Notably, the evidence review cites the major potential harm of overdiagnosis as subject to a “high degree of uncertainty.” In addition, the review cited other studies which found anxiety related to false positive test results was transient only, and with no measurable health detriment.
Contrast these potential harms with a study cited in the review which estimated 600 lifetime cumulative deaths were prevented per 100,000 women when biannual screening starts at age 40 and 800 deaths prevented with annual screening. The same study found the benefits of screening on annual basis are more profound for younger women.
Consider also that the rate of false positive biopsies for women age 40-49 is just 1.5% higher than that for women age 50-59 (16.6 v. 15.1).
Throughout the evidence review the authors cite “uncertainty” about both the benefits and the harms associated with different breast cancer screening strategies. In light of the uncertainty regarding early breast cancer screening and the nature of the potential harms, we are troubled by the conclusion that the harms associated with annual screening before age 45 outweigh the benefit to thousands of woman whose lives would be saved if screening was recommended at age 40.
Certainly some potential harm exists in overdiagnosis and unnecessary treatment of early breast cancers which, if not diagnosed, would have no detrimental effects for many years, if any. However, and as recognized by the National Cancer Institute, there is no reliable way to distinguish between cancers which will become symptomatic or life-threatening and those which will not. It is this uncertainty which in our opinion creates the illusion of a choice from an individual perspective.

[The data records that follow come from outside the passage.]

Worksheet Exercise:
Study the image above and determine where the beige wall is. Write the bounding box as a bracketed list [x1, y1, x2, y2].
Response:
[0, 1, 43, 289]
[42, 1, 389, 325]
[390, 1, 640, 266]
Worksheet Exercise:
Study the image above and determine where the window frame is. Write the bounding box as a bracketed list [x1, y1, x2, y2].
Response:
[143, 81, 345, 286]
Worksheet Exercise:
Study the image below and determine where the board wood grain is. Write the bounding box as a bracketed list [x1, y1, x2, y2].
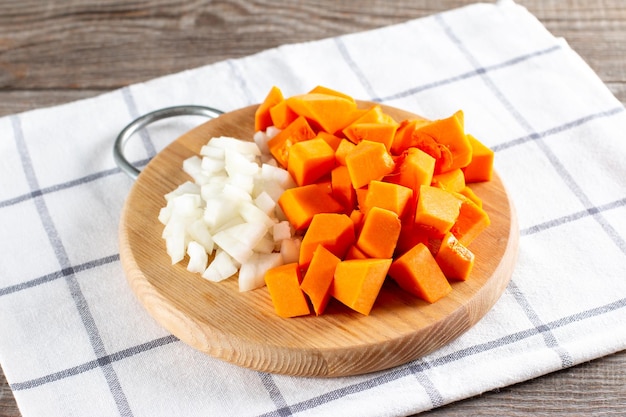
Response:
[120, 103, 518, 377]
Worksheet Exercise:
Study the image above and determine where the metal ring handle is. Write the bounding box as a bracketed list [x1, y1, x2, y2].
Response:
[113, 105, 224, 180]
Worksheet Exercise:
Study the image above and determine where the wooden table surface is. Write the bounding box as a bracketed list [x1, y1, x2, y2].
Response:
[0, 0, 626, 417]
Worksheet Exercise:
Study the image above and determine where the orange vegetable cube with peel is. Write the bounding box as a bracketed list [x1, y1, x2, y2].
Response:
[364, 180, 413, 217]
[278, 184, 345, 230]
[435, 233, 474, 281]
[287, 93, 356, 134]
[450, 194, 491, 246]
[356, 207, 402, 259]
[389, 243, 452, 303]
[343, 123, 398, 150]
[343, 245, 370, 261]
[254, 86, 284, 132]
[459, 185, 483, 208]
[331, 259, 391, 316]
[298, 213, 356, 269]
[335, 139, 356, 165]
[413, 110, 472, 173]
[316, 130, 342, 152]
[463, 135, 494, 183]
[265, 262, 311, 318]
[330, 165, 356, 213]
[415, 185, 461, 234]
[267, 117, 315, 168]
[287, 138, 335, 185]
[350, 209, 365, 237]
[394, 221, 443, 258]
[432, 168, 465, 193]
[270, 100, 298, 129]
[300, 245, 341, 316]
[346, 140, 395, 189]
[309, 85, 355, 102]
[391, 119, 430, 155]
[384, 148, 435, 200]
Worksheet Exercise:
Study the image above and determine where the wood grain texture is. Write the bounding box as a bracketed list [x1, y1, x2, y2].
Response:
[0, 0, 626, 417]
[120, 102, 519, 377]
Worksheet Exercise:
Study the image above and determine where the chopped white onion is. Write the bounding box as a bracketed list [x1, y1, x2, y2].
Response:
[158, 135, 300, 291]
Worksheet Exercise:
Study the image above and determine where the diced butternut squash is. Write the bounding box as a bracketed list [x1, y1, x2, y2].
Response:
[270, 100, 298, 129]
[343, 104, 398, 150]
[389, 243, 452, 303]
[255, 86, 494, 317]
[287, 93, 356, 134]
[316, 130, 342, 152]
[344, 245, 369, 261]
[254, 86, 284, 132]
[335, 139, 356, 165]
[435, 233, 474, 281]
[265, 262, 311, 317]
[287, 138, 335, 185]
[267, 116, 316, 168]
[298, 213, 356, 269]
[309, 85, 355, 103]
[362, 180, 413, 218]
[330, 165, 356, 213]
[463, 134, 494, 183]
[413, 110, 472, 173]
[356, 207, 402, 258]
[450, 194, 491, 246]
[391, 119, 430, 155]
[350, 209, 365, 237]
[331, 259, 391, 316]
[346, 140, 395, 189]
[385, 148, 435, 203]
[394, 221, 444, 258]
[432, 168, 465, 193]
[343, 123, 397, 150]
[300, 245, 341, 316]
[278, 184, 345, 230]
[415, 185, 461, 234]
[459, 186, 483, 208]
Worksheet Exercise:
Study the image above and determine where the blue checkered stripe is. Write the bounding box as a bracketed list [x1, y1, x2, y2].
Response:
[0, 8, 626, 416]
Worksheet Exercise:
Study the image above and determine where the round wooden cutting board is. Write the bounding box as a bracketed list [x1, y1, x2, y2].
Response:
[120, 102, 519, 377]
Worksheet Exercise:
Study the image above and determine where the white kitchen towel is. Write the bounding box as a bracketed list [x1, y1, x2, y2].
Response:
[0, 1, 626, 417]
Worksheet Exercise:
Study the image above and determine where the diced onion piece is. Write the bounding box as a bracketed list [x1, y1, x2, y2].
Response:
[158, 133, 299, 291]
[187, 241, 209, 273]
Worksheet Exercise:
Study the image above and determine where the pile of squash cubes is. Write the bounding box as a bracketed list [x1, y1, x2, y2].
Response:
[255, 86, 493, 317]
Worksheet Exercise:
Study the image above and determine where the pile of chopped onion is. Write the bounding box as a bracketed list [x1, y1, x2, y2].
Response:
[159, 129, 300, 291]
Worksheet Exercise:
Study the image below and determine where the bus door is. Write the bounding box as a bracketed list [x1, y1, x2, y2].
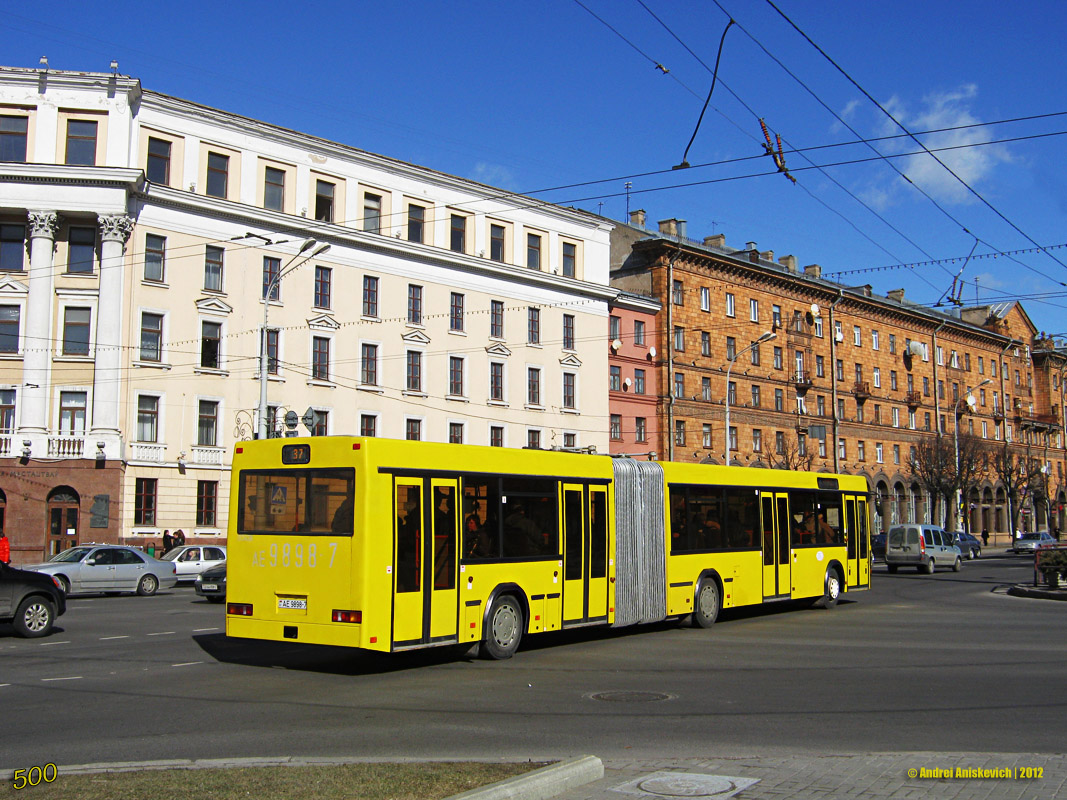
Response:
[760, 492, 792, 599]
[563, 483, 589, 625]
[393, 478, 459, 647]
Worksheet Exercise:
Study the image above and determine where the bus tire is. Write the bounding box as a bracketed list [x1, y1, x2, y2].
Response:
[479, 594, 525, 661]
[692, 578, 722, 628]
[822, 566, 841, 608]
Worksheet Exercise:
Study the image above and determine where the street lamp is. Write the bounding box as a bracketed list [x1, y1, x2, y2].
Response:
[952, 378, 993, 533]
[726, 331, 778, 466]
[259, 239, 330, 438]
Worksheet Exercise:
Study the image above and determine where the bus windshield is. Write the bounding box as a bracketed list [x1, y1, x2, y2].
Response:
[237, 468, 355, 537]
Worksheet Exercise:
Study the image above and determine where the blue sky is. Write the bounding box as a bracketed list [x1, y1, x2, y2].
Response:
[8, 0, 1067, 333]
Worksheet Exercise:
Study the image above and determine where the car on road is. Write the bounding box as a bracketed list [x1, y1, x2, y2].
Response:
[193, 561, 226, 603]
[155, 544, 226, 582]
[1012, 530, 1056, 555]
[952, 530, 982, 561]
[886, 523, 962, 575]
[0, 561, 66, 639]
[27, 544, 178, 596]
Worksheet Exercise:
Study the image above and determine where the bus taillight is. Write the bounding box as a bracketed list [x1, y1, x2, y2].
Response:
[333, 608, 363, 624]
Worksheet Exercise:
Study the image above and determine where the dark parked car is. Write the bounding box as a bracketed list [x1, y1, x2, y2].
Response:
[0, 562, 66, 639]
[193, 561, 226, 603]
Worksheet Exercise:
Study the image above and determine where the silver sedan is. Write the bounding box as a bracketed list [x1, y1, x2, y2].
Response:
[25, 544, 178, 595]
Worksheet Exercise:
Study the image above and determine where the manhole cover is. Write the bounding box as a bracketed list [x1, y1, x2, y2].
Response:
[588, 691, 674, 703]
[614, 772, 760, 798]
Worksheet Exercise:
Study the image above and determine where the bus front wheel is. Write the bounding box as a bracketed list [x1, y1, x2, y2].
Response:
[481, 594, 524, 660]
[692, 578, 719, 628]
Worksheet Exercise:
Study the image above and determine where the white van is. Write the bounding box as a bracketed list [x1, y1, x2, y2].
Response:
[886, 524, 962, 575]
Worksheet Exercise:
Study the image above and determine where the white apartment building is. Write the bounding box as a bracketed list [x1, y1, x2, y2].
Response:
[0, 67, 616, 563]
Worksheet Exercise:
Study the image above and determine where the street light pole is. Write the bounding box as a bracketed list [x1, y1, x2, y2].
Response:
[952, 378, 993, 533]
[258, 239, 330, 438]
[726, 331, 778, 466]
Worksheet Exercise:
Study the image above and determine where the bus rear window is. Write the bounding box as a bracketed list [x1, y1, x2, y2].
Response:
[237, 468, 355, 537]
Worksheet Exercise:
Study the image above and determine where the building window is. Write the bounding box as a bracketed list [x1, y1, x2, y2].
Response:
[408, 204, 426, 243]
[63, 307, 90, 355]
[360, 414, 378, 436]
[315, 179, 336, 222]
[264, 166, 285, 211]
[266, 327, 280, 375]
[315, 267, 333, 308]
[563, 372, 577, 410]
[133, 478, 157, 525]
[448, 291, 463, 331]
[489, 362, 504, 402]
[403, 419, 423, 442]
[526, 307, 541, 345]
[0, 225, 26, 272]
[489, 225, 506, 261]
[140, 311, 163, 362]
[563, 242, 578, 277]
[67, 227, 94, 274]
[526, 367, 541, 405]
[196, 400, 219, 447]
[65, 119, 96, 166]
[526, 234, 541, 270]
[262, 256, 282, 301]
[312, 336, 330, 381]
[360, 343, 377, 386]
[144, 137, 171, 186]
[142, 234, 166, 283]
[204, 244, 225, 291]
[448, 214, 466, 253]
[0, 116, 27, 162]
[207, 153, 229, 199]
[489, 300, 504, 339]
[448, 355, 464, 397]
[404, 350, 423, 391]
[363, 275, 378, 317]
[137, 395, 159, 442]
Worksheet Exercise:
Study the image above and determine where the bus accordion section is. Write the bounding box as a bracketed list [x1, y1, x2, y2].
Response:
[226, 436, 870, 658]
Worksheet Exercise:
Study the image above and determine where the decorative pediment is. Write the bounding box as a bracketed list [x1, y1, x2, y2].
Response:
[307, 314, 340, 331]
[400, 330, 430, 345]
[0, 277, 30, 294]
[196, 298, 234, 317]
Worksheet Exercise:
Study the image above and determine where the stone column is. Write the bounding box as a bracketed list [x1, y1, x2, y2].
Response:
[85, 214, 133, 459]
[18, 211, 59, 445]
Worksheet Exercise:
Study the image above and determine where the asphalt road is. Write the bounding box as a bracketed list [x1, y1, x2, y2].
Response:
[0, 556, 1067, 770]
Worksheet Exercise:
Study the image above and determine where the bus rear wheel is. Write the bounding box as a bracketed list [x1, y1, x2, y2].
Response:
[692, 578, 719, 628]
[479, 594, 525, 660]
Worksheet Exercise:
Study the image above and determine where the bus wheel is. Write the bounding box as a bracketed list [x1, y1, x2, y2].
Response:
[823, 566, 841, 608]
[480, 594, 523, 660]
[692, 578, 719, 628]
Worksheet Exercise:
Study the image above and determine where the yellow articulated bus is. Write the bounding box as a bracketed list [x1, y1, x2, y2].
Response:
[226, 436, 871, 658]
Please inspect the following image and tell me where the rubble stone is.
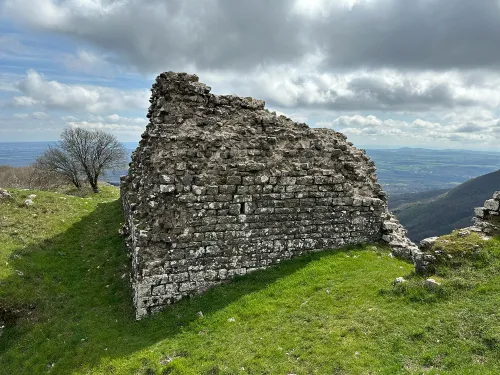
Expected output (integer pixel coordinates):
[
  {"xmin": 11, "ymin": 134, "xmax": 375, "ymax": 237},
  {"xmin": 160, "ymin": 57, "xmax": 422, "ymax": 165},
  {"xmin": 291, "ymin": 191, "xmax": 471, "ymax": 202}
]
[{"xmin": 121, "ymin": 72, "xmax": 419, "ymax": 319}]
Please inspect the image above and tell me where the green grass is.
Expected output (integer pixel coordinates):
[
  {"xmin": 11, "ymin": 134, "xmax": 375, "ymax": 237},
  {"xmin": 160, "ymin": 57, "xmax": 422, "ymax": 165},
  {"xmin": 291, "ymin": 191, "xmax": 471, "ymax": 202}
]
[{"xmin": 0, "ymin": 188, "xmax": 500, "ymax": 375}]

We believe the vast majority of women would prefer early detection and treatment rather than challenge the odds of having an undetected early breast lesion that will evolve into harmful disease. A discussion of the benefits and harms in the decision to undergo early screening seems misplaced and offers no true guidance where the future of a precursor lesion is itself so uncertain. Instead, the guiding principle in any discussion about early breast cancer screening should be that early screening saves live.
Even the writers of the new guidelines recognize the value of breast cancer screening is an issue that is contentious and debated in both the academic literature and the media. Rather than focusing on this debate, the writers recommend the discussion shift to how to increase exposure to and accuracy of testing. The thrust of the effort should be toward assuring more women adhere to recommended screening guidelines and providing better training, stronger standards and continuing education and feedback on the performance of mammography.